CORPUS CHRISTI, Texas — Peripheral Artery Disease affects the circulation of blood flow for almost a quarter billion people worldwide.
It's a leading cause of heart attacks and amputations, and often goes underdiagnosed.
Patricia Hays almost lost her toe to PAD: Now she's warning others about the dangers.
"My toe was turning black," she said. "I knew it and I tried and tried to heal it."
Hays has a history of heart conditions, including stents in her heart, which she monitors.
But when she injured her toe at work, a trip to a podiatrist let her know something worse was going on. That's when she made appointment with her cardiologist.
"Mrs. Hays was referred to me for a non-healing toe ulcer, which despite wound care, was not getting enough blood flow so therefore it wasn't healing," said Corpus Christi Medical Center Interventional Cardiologist Dr. Christel Cuevas.
PAD is a common circulatory problem that affects 230 million people worldwide, Cuevas said. It happens when plaque builds up, narrows a persons arteries and reduces blood flow to outer extremities.
Hays is a diabetic, and was suffering from PAD. She was in need of urgent care, because, if left untreated, she was at risk of getting gangrene, necrosis or even worse — having her toe amputated.

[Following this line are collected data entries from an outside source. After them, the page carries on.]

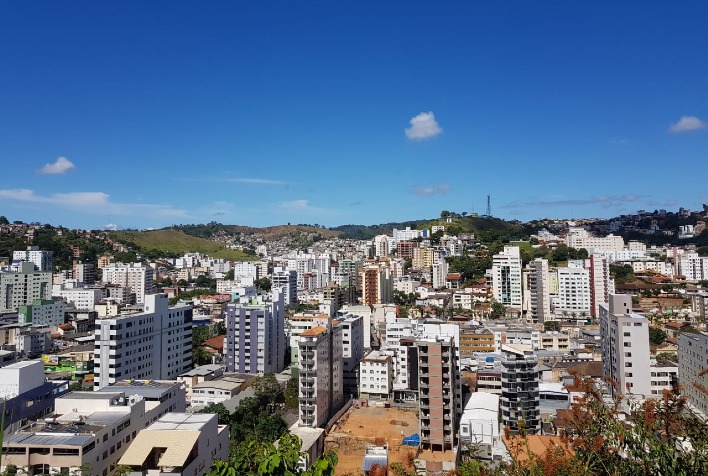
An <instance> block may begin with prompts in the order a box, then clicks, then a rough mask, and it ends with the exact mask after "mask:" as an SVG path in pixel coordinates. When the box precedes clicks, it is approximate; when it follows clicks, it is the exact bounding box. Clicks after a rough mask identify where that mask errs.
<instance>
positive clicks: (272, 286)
mask: <svg viewBox="0 0 708 476" xmlns="http://www.w3.org/2000/svg"><path fill="white" fill-rule="evenodd" d="M272 287H273V283H272V282H271V281H270V278H267V277H264V278H260V279H257V280H256V288H257V289H260V290H261V291H265V292H268V291H270V290H271V288H272Z"/></svg>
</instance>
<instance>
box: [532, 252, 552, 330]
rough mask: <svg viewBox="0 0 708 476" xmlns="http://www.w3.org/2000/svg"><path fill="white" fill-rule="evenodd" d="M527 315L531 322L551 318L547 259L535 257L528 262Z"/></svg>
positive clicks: (548, 275)
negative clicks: (528, 297)
mask: <svg viewBox="0 0 708 476" xmlns="http://www.w3.org/2000/svg"><path fill="white" fill-rule="evenodd" d="M529 268H530V272H529V274H528V284H529V310H528V312H529V317H530V320H531V322H545V321H547V320H552V319H553V317H552V316H551V289H550V281H549V273H548V260H545V259H543V258H536V259H535V260H533V261H532V262H531V263H529Z"/></svg>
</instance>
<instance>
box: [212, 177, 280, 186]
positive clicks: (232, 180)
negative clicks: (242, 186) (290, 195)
mask: <svg viewBox="0 0 708 476" xmlns="http://www.w3.org/2000/svg"><path fill="white" fill-rule="evenodd" d="M221 181H222V182H230V183H255V184H261V185H285V184H286V183H287V182H285V181H284V180H273V179H259V178H227V179H222V180H221Z"/></svg>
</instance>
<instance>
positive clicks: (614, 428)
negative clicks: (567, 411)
mask: <svg viewBox="0 0 708 476" xmlns="http://www.w3.org/2000/svg"><path fill="white" fill-rule="evenodd" d="M576 385H577V386H578V387H579V388H580V389H581V391H582V392H583V396H582V397H581V398H580V399H579V400H578V401H577V402H576V403H574V404H573V405H572V406H571V409H570V412H569V415H568V416H567V417H566V418H565V420H566V426H565V431H564V433H565V434H564V435H563V436H562V437H561V439H560V441H559V443H558V444H557V445H556V446H551V447H550V448H549V449H548V450H547V451H546V452H545V454H535V453H534V452H532V450H531V445H530V444H529V440H528V438H527V437H526V435H525V434H524V433H523V432H522V433H521V434H520V435H518V436H512V435H509V434H507V435H506V437H507V438H509V440H510V453H511V455H512V461H511V462H510V463H501V464H498V465H494V466H492V465H487V464H484V463H482V462H480V461H477V460H475V459H472V458H470V457H465V458H463V461H462V462H461V464H460V465H459V467H458V469H457V474H459V475H461V476H482V475H484V476H536V475H538V476H540V475H543V476H644V475H680V476H690V475H699V474H708V426H706V425H704V424H703V423H701V422H700V421H699V420H698V419H697V418H696V417H695V416H693V415H692V414H691V413H690V412H689V411H687V408H686V400H685V398H684V397H681V396H679V395H677V394H675V393H673V392H667V393H665V394H664V395H663V396H662V397H661V398H659V399H649V400H646V401H645V402H644V403H642V404H641V405H631V408H632V411H631V413H630V415H629V416H628V418H627V419H626V420H624V419H620V418H619V416H620V408H621V406H622V403H623V401H624V399H623V397H622V396H618V397H617V398H616V399H615V400H614V402H612V403H611V404H609V405H608V404H606V403H605V402H604V401H603V395H602V394H601V393H600V392H599V391H598V390H597V386H596V383H595V382H594V381H592V380H591V379H580V378H576ZM618 393H619V392H618ZM401 474H404V475H405V476H408V474H410V473H401Z"/></svg>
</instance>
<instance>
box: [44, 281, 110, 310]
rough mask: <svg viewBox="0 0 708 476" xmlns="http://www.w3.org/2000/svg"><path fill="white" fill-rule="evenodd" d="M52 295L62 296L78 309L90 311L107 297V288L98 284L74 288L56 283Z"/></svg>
mask: <svg viewBox="0 0 708 476" xmlns="http://www.w3.org/2000/svg"><path fill="white" fill-rule="evenodd" d="M52 297H56V298H61V299H63V300H64V301H65V302H66V303H67V304H68V305H70V306H74V307H75V308H76V309H85V310H89V311H90V310H93V309H94V307H95V306H96V304H98V303H99V302H101V301H103V300H104V299H105V298H106V290H105V288H103V287H98V286H91V287H87V288H74V287H65V286H64V285H56V284H55V285H54V286H53V287H52Z"/></svg>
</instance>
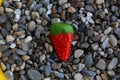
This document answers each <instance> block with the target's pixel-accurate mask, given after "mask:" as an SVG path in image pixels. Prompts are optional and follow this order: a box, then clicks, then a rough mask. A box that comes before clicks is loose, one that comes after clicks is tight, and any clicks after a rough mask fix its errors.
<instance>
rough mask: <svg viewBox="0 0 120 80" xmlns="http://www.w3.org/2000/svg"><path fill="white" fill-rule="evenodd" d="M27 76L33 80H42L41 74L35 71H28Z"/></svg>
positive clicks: (31, 79) (32, 70)
mask: <svg viewBox="0 0 120 80" xmlns="http://www.w3.org/2000/svg"><path fill="white" fill-rule="evenodd" d="M27 75H28V76H29V78H30V79H31V80H41V74H40V73H39V72H38V71H36V70H33V69H30V70H28V71H27Z"/></svg>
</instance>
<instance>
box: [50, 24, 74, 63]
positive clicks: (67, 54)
mask: <svg viewBox="0 0 120 80" xmlns="http://www.w3.org/2000/svg"><path fill="white" fill-rule="evenodd" d="M50 32H51V33H50V35H51V38H52V42H53V45H54V47H55V50H56V53H57V56H58V58H59V59H60V60H61V61H66V60H67V59H68V58H69V56H70V51H71V43H72V39H73V33H74V31H73V28H72V26H71V25H69V24H67V23H60V22H56V23H53V24H52V25H51V27H50Z"/></svg>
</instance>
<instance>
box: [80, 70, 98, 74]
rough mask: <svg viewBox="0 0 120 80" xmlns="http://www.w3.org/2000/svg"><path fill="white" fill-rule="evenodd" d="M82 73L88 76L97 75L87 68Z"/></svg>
mask: <svg viewBox="0 0 120 80" xmlns="http://www.w3.org/2000/svg"><path fill="white" fill-rule="evenodd" d="M81 73H83V74H86V75H88V76H95V75H96V72H94V71H91V70H86V69H84V70H82V71H81Z"/></svg>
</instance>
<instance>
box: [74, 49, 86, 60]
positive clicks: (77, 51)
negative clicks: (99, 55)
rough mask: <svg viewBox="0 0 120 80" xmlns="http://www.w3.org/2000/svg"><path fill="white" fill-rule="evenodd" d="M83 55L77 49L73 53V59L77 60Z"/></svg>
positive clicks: (81, 51)
mask: <svg viewBox="0 0 120 80" xmlns="http://www.w3.org/2000/svg"><path fill="white" fill-rule="evenodd" d="M83 53H84V51H83V50H81V49H77V50H75V51H74V57H75V58H79V57H80V56H81V55H82V54H83Z"/></svg>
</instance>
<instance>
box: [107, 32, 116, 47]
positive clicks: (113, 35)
mask: <svg viewBox="0 0 120 80" xmlns="http://www.w3.org/2000/svg"><path fill="white" fill-rule="evenodd" d="M109 38H110V39H109V41H110V44H111V45H112V46H117V39H116V37H115V36H114V35H112V34H110V35H109Z"/></svg>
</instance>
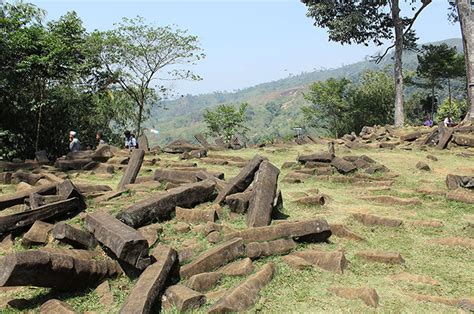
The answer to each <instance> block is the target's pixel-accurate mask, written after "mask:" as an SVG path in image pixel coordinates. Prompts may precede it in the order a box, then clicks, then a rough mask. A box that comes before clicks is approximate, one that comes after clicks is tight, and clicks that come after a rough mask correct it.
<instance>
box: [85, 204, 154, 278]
mask: <svg viewBox="0 0 474 314" xmlns="http://www.w3.org/2000/svg"><path fill="white" fill-rule="evenodd" d="M85 222H86V227H87V230H88V231H89V232H90V233H92V234H93V235H94V237H95V238H96V239H97V240H98V241H99V242H100V243H102V244H103V245H104V246H106V247H107V248H108V249H109V250H110V251H111V252H112V253H113V254H114V255H115V256H116V257H117V258H118V259H119V260H121V261H123V262H125V263H127V264H129V265H130V266H133V267H136V268H138V269H144V268H145V267H147V266H148V265H149V263H150V257H149V256H148V242H147V240H146V239H145V238H144V237H143V236H142V235H141V234H140V233H139V232H138V231H136V230H135V229H133V228H131V227H129V226H127V225H126V224H124V223H122V222H121V221H119V220H117V219H115V218H114V217H112V216H111V215H109V214H107V213H91V214H88V215H87V216H86V218H85Z"/></svg>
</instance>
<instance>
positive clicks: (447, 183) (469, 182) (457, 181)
mask: <svg viewBox="0 0 474 314" xmlns="http://www.w3.org/2000/svg"><path fill="white" fill-rule="evenodd" d="M446 186H447V187H448V190H455V189H457V188H459V187H462V188H467V189H474V176H459V175H454V174H448V175H447V176H446Z"/></svg>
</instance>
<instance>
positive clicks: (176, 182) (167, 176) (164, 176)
mask: <svg viewBox="0 0 474 314" xmlns="http://www.w3.org/2000/svg"><path fill="white" fill-rule="evenodd" d="M196 174H197V172H196V171H194V170H192V169H189V170H175V169H157V170H156V171H155V176H154V179H155V180H156V181H159V182H171V183H176V184H181V183H193V182H197V181H198V178H197V176H196Z"/></svg>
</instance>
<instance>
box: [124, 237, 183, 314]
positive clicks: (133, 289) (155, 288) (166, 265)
mask: <svg viewBox="0 0 474 314" xmlns="http://www.w3.org/2000/svg"><path fill="white" fill-rule="evenodd" d="M152 255H153V256H156V257H157V261H156V262H155V263H153V264H152V265H151V266H148V267H147V268H146V269H145V271H144V272H143V273H142V274H141V275H140V277H139V278H138V281H137V283H136V284H135V286H134V287H133V289H132V291H131V292H130V294H129V296H128V297H127V299H126V300H125V302H124V304H123V306H122V308H121V310H120V313H121V314H135V313H136V314H139V313H140V314H144V313H152V312H153V311H152V309H153V306H154V305H155V304H157V303H158V302H159V301H160V298H161V296H162V295H163V292H164V289H165V287H166V283H167V281H168V279H169V277H170V274H171V272H172V270H173V269H174V267H175V266H176V263H177V259H178V256H177V253H176V251H175V250H174V249H172V248H171V247H168V246H165V245H159V246H157V247H156V248H155V249H154V250H153V253H152Z"/></svg>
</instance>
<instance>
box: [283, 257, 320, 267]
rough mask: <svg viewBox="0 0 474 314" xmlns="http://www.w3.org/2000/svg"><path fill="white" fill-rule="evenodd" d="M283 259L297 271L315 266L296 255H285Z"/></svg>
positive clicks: (309, 262)
mask: <svg viewBox="0 0 474 314" xmlns="http://www.w3.org/2000/svg"><path fill="white" fill-rule="evenodd" d="M281 259H282V261H283V262H284V263H285V264H287V265H288V266H290V267H291V268H293V269H295V270H302V269H310V268H312V267H313V264H311V263H310V262H307V261H306V260H305V259H304V258H301V257H298V256H295V255H285V256H283V257H282V258H281Z"/></svg>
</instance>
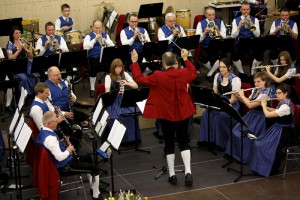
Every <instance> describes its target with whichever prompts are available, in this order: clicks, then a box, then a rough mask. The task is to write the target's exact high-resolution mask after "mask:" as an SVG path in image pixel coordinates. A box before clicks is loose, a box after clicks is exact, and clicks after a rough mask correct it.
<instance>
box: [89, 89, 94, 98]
mask: <svg viewBox="0 0 300 200" xmlns="http://www.w3.org/2000/svg"><path fill="white" fill-rule="evenodd" d="M90 97H91V98H94V97H95V91H94V90H90Z"/></svg>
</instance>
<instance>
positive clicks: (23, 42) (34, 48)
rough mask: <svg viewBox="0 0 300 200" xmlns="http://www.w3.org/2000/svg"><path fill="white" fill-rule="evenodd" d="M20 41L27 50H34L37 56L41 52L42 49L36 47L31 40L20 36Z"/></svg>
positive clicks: (33, 50) (19, 38) (26, 49)
mask: <svg viewBox="0 0 300 200" xmlns="http://www.w3.org/2000/svg"><path fill="white" fill-rule="evenodd" d="M19 41H20V43H21V44H22V45H23V48H24V49H25V51H27V52H32V53H33V54H34V55H35V56H37V55H39V54H40V50H39V49H35V48H34V47H33V46H32V45H31V44H30V42H28V41H27V40H26V39H25V38H24V37H20V38H19Z"/></svg>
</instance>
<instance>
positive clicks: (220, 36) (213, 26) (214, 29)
mask: <svg viewBox="0 0 300 200" xmlns="http://www.w3.org/2000/svg"><path fill="white" fill-rule="evenodd" d="M215 25H216V24H215V22H214V21H209V22H208V24H207V27H208V28H209V33H208V34H209V37H211V38H215V39H217V40H219V39H221V36H220V33H219V31H218V30H217V29H216V28H215Z"/></svg>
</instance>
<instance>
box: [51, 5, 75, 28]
mask: <svg viewBox="0 0 300 200" xmlns="http://www.w3.org/2000/svg"><path fill="white" fill-rule="evenodd" d="M70 12H71V10H70V6H69V5H68V4H63V5H61V14H62V16H61V17H59V18H58V19H57V20H56V21H55V30H58V31H63V32H64V33H67V32H69V31H71V30H72V29H74V20H73V18H72V17H70Z"/></svg>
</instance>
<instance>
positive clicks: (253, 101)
mask: <svg viewBox="0 0 300 200" xmlns="http://www.w3.org/2000/svg"><path fill="white" fill-rule="evenodd" d="M262 100H266V101H273V100H280V99H279V98H269V99H266V98H262V99H254V100H252V101H250V103H254V102H261V101H262Z"/></svg>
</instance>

Addressing PAD is typically an outpatient procedure, and it's done by using catheters and wires to open up any blockages.
Risk factors include smoking, diabetes, high cholesterol and high blood pressure.
PAD is typically underdiagnosed and undertreated. Despite the happy outcome, Hays wishes she would have acted sooner, and warns to get checked out.
"It healed right up and I haven't had any problems with it since," she said. "It was well worth having done."
At 77 years old,Mrs. Hays continues to work as a greeter at a Walmart in Corpus Christi.
"Have yourself checked out, you don't have to go through all of that," she said. "If it happened again, I would be having it done again and wouldn't think twice about it."
In many cases those suffering with peripheral artery disease has mild or no symptoms.
Doctors say there are things to look for:
• Painful cramping in one or both of your hips, thighs or calf muscles after certain activities
• Leg numbness or weakness
• Coldness in your lower leg or foot, compared with the other side
• Sores on your toes, feet or legs that won't heal
• A change in the color of your legs• No pulse or a weak pulse in your legs or feet
• Pain when using your arms, such as aching and cramping
These are the most common symptoms to pay attention to. If you're over the age of 50, have a history of diabetes, smoking, high blood pressure or obesity, be sure to call your doctor and make an appointment to be screened for PAD.